Je crois que je leur poserais des questions. Trouvez-vous normal que… ? Est-ce que vous savez ce qui s’est passé ? Il faut transposer l’histoire dans leur monde, demander aux élèves de se mettre à la place des autres. Il n’est jamais inutile de faire cet exercice. 

Peut-on faire comprendre la notion d’État de droit ?

C’est très difficile. L’État est abstrait, et le droit, n’en parlons pas… Il faut prendre des exemples, illustrer au plus près. Montrer comment fonctionne la justice, pourquoi il faut protéger les droits de chacun. Cela ne s’improvise pas. Ainsi, pour comprendre la notion de droits de l’homme, il faut intéresser les enfants à l’histoire, revenir à la Révolution française, enseigner la chronologie et s’appuyer davantage sur les récits. Il faudrait montrer quels progrès ont été réalisés au cours des siècles pour parvenir à un minimum de liberté, quels combats ont été menés pour plus d’égalité.

Comment réaffirmer ces valeurs ?

La ministre de l’Éducation nationale devrait les imposer dans les programmes dès la rentrée prochaine. C’est notre bien commun. Il faudrait aussi opposer ces valeurs à d’autres valeurs en cours ailleurs dans le monde : la soumission, la ségrégation, l’exclusion, l’inégalité des sexes. 

Le socle de la laïcité est très abîmé. Faut-il penser un autre modèle ?

Il n’y a pas trente-six modèles ! Soit on décide d’adopter collectivement le communautarisme. On admet alors que la différence devient l’élément clé de notre société. Dans ce cas, il faut organiser un référendum. Soit nous restons sur notre modèle républicain universaliste. Le choix se situe entre la coexistence des communautés ou la communion du peuple. Je ne vois pas de troisième modèle. 

Que diriez-vous aux jeunes qui ont refusé la minute de silence ?

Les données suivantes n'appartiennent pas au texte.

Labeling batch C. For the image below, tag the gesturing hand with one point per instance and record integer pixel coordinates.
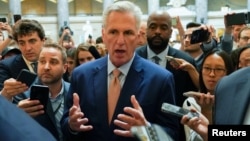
(77, 120)
(133, 117)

La vraie question, ce n’est pas eux, ce sont leurs parents ! Pauvres enfants ! Ils répètent ce qu’ils entendent chez eux comme tous les enfants du monde. Et c’est d’autant plus difficile pour le corps enseignant de rétablir les choses que les enfants ont l’impression de défendre leurs parents en tenant ce discours. Ne pas le faire serait, pour eux, une trahison. 

Il y a donc un double travail pédagogique à entreprendre sur les adultes et sur les enfants. Cela passe par l’enseignement des valeurs de la République sur lesquelles on ne transige pas. Expliquer ce qui nous unit et nous permet de vivre ensemble. Et aussi les peines qu’on encourt si on sort du chemin. C’est le discours qu’il faut tenir.